Now is not the time to hike the pay of Oneida County officials — especially the whopping raises proposed by a self-annointed salary review committee.

If county lawmakers are looking for ways to redistribute the ongoing surpluses, they should give it back to the people — not themselves. They can start by lowering the county sales tax.

The raises were proposed recently by a committee that consists of legislators themselves. That in itself is out of whack. Wouldn't it be nice if we all could determine — and vote on — our own pay raises? We're all worth more than we're paid, right?

But these are taxpayer dollars, and they're much easier to spend. That's because the public well  — your pocket — never runs dry, right? Right.

The proposed raise alone for County Executive Anthony Picente — $21,131,  from $114,869 to $135,000, an 18.40 percent pay hike — is nearly half of the median household income in the county. It's also a mere $10,000 less than the median household income — $31,048 — in the city of Utica, the county seat.

Other proposed pay hikes:

- All legislative positions would receive a $5,000 increase, which would bring the 20 regular legislators from $8,368 to $13,368, the chairman (Gerald Fiorini, R-7) from $21,747 to $26,747 and the majority (George Joseph, R-10) and minority (Philip Sacco, D-9) leaders from $10,038 to $15,038.

- County Comptroller Joseph J. Timpano would receive a $11,564 increase from $73,436 to $85,000.

- County Sheriff Robert Maciol would receive a $5,070 increase from $101,930 to $107,000.

- County Clerk Sandra DePerno would receive a $3,699 increase from $69,937 to $73,636.

All of the positions also will receive an annual cost-of-living increase that cannot be less than 1½ percent or more than 2½ percent.

The committee argues that Oneida County currently ranks 52 out of 57 counties in the state for legislative salary. What it doesn’t say is that Oneida County ranks first in county sales tax at 4.75 percent. (8.75 percent when you add the state’s 4 percent tax).

If leaders truly are looking out for the public good, then they'd lower that tax — something they have steadfastly refused to do.

Especially frustrating is that the higher tax was supposed to be temporary. In 2005, then-County Executive Joseph Griffo, now a state senator,  initiated a 1.5 percentage point sales-tax hike, which he said was needed to fund the skyrocketing cost of Medicaid. That boosted the sales tax to 9.75 percent. A cut in the state portion of the sales tax brought the overall tax to 9.5 percent.

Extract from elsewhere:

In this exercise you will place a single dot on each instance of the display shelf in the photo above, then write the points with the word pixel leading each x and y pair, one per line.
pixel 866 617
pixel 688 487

At the time, the county planned to gradually roll back the tax hike, with a goal of settling at 8 percent. Incremental rollbacks brought it down to 9 percent, but the increase never was completely eliminated. County leaders decided to back a reduction to 8.75 percent, and that's where it remains.

Lawmakers, however, do not appear reluctant to raise salaries. The recommendations were passed unanimously by the committee, which included co-chairmen Joseph and Sacco, Les Porter, R-6; Brian Mandryck, R-17; Emil Paparella, R-23, and Michael Clancey, D-4. Bipartisanship in its finest hour. Committee member Rose Ann Convertino (D-22) was not present. Picente now needs to include the proposed raises in his next proposed budget.

They figure now is a good time to hike their pay. None of those involved is up for election this year, so why not squeeze a little more out of the public? Come next election, the public will have forgotten all about it.

It's not to suggest that elected officials should never get a pay raise. But there must be a more objective way to do it other than by letting lawmakers vote themselves.

Some municipalities have appointed citizen committees to examine pay structures and determine salaries and increases.

At the very least, any pay increases approved by legislators should not take effect until after the next election, when voters would have an opportunity to give their "approval" or "disapproval" at the ballot box.